SQL Antipatterns

Written — Updated
  • Author: Bill Karwin
  • Logical Database Design Antipatterns
    • Formatting Lists as Comma-Separated Strings
      • I think this happens in databases that don't support array types. Apparently it comes up most often when changing an existing one-to-one relation into a many-to-one relationship as a way to avoid altering the database schema. I guess this is for DBMS that don't support array types?
      • The obvious problems with this are that querying and updating the data becomes a hassle, and foreign key constraints and indexes don't work correctly.
      • An array field works better, but it shares a lot of the downsides with the comma-separated string method: complicated indexes, harder to query and join against.
      • The best way is to use an intersection table
        • CREATE TABLE PaperAuthors (
            paper_id BIGITN NOT NULL,
            author_id BIGINT NOT NULL,
            PRIMARY KEY(paper_id, author_id),
            FOREIGN KEY(paper_id) REFERENCES Papers(paper_id),
            FOREIGN KEY(author_id) REFERENCES Authors(author_id)
          );
          
        • This also makes it easy to add metadata on a relationship, such as the date it was created or who added the entry.
    • Naive Trees
      • Representing a tree structure in a SQL database can be tricky. The obvious way is for each row to have a reference to its parent row, called the Adjacency List method, though this doesn't scale well as the tree gets deeper.

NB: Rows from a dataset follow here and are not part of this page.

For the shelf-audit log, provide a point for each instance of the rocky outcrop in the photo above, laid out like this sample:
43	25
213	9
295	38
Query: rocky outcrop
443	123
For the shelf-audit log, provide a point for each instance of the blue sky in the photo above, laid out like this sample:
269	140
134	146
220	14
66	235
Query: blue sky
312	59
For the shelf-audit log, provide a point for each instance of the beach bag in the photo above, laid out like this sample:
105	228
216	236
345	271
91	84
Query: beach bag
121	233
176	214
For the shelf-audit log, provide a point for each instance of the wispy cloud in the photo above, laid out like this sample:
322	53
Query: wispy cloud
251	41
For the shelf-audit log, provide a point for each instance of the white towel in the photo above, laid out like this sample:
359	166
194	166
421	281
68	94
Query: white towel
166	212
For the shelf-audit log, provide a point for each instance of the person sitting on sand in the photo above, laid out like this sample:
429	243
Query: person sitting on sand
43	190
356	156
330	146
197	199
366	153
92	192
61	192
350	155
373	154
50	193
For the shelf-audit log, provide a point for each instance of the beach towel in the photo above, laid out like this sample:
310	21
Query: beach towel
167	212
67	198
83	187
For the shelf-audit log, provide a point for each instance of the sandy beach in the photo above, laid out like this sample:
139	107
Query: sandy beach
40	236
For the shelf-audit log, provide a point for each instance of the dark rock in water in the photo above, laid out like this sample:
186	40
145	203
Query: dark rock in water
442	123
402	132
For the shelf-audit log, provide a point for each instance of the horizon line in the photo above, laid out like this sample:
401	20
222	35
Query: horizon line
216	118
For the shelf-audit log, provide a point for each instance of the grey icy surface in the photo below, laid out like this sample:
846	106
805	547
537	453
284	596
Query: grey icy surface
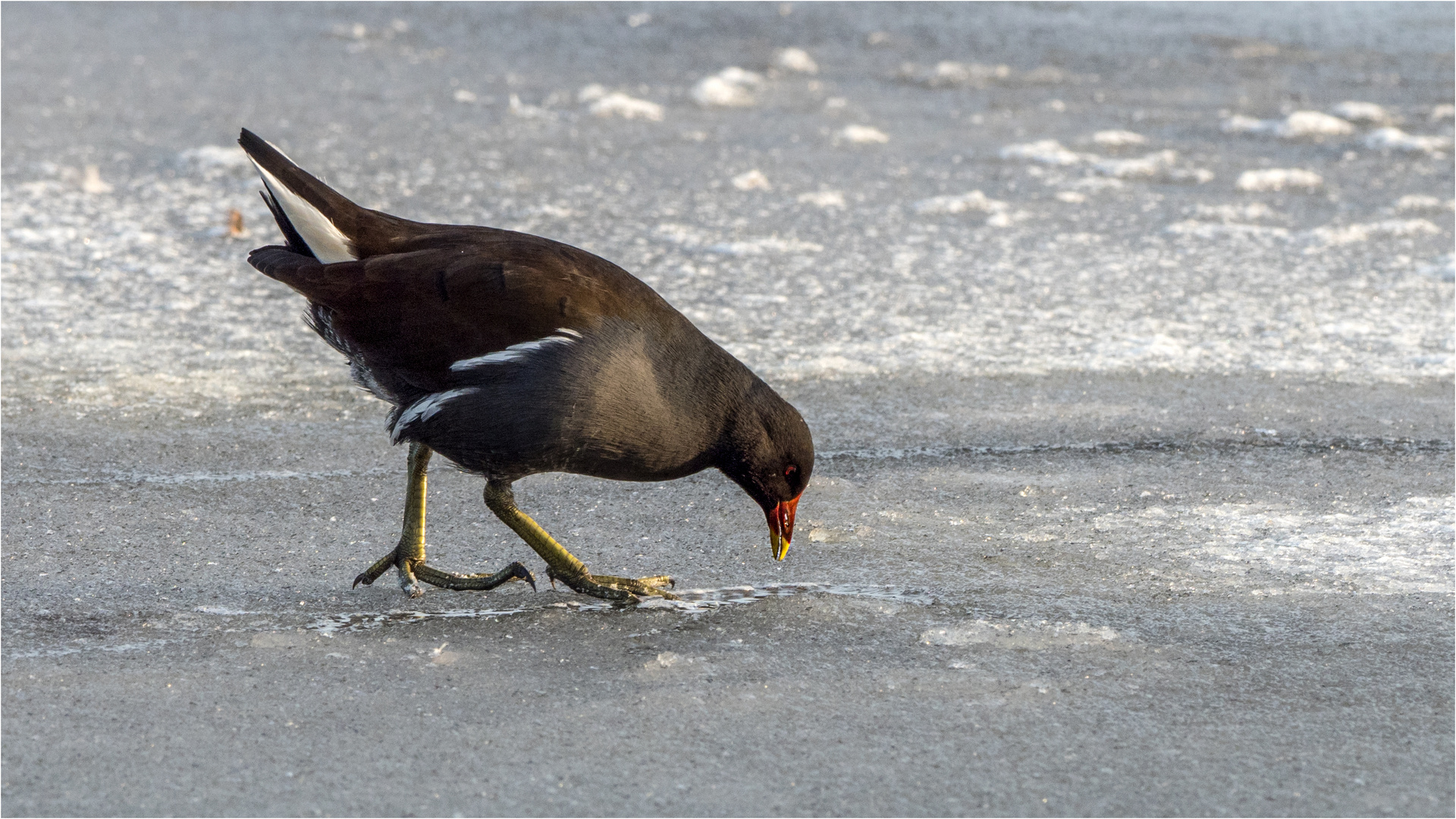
1134	488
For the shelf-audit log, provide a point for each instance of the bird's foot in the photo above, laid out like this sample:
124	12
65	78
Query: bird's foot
414	569
473	582
618	589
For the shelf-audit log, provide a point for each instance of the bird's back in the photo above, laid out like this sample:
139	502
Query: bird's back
504	352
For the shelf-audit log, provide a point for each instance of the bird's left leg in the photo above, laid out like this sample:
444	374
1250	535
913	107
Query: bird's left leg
563	564
410	554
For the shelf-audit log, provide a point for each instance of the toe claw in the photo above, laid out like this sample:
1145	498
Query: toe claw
522	573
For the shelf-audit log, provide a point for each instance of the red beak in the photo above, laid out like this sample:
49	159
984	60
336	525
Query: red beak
781	526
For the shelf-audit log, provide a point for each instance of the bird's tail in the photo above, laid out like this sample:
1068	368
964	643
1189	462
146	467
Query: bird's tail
315	219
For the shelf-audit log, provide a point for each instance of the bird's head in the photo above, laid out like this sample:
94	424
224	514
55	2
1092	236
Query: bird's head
769	452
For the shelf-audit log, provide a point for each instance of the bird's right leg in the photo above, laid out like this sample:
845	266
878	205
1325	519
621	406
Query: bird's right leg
563	564
410	554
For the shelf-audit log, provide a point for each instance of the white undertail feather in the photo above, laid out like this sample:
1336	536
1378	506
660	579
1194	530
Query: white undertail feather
517	352
424	409
327	241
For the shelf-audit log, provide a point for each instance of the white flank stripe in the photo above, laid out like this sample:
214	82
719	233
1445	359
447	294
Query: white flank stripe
424	409
516	352
327	241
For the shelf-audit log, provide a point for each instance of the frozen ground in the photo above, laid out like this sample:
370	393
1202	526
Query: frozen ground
1125	334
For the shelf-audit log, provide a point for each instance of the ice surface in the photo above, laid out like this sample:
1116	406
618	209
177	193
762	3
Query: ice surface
823	199
962	203
864	134
731	88
1279	180
1021	634
1405	547
1046	152
1395	139
1421	202
1119	139
1363	112
618	104
795	60
1301	124
752	181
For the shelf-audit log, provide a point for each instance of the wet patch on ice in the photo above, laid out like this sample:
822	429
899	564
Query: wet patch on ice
1395	550
1301	124
696	601
1395	139
1021	634
949	74
698	240
1279	180
1159	165
861	136
363	621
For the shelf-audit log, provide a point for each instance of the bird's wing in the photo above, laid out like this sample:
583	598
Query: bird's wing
460	297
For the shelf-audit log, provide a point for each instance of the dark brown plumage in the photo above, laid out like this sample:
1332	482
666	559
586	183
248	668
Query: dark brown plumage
513	354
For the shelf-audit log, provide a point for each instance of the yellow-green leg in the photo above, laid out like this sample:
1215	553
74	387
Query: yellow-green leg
410	556
563	564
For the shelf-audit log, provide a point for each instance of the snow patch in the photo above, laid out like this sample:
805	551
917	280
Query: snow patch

      • Deleting a node from the tree is also tricky as you have to fetch the entire subtree and then delete or reparent the elements in the right order to satisfy the foreign key constraints between each node and its children. ON DELETE CASCADE can help here, so long as you actually want to delete the elements in the subtree and not relocate them.
      • Signs you have done this wrong
        • "How many tree levels do we need to support?"
        • You hate touching the code that manages the tree. This usually means you haven't used the worst solution, but you're not using the best one either.
        • You have to periodically clean up orphaned nodes. Proper tree management should never leave the database in an invalid state like this.
      • That said, for simple applications that don't need extensive traversal or flexible updates, the Adjacency List can work just fine.
      • Recursive CTEs make querying such structures a lot easier as well.
      • Better Tree Structures
        • In general, the Adjacency List with recursive queries or the Closure Table seem best, depending on the needs.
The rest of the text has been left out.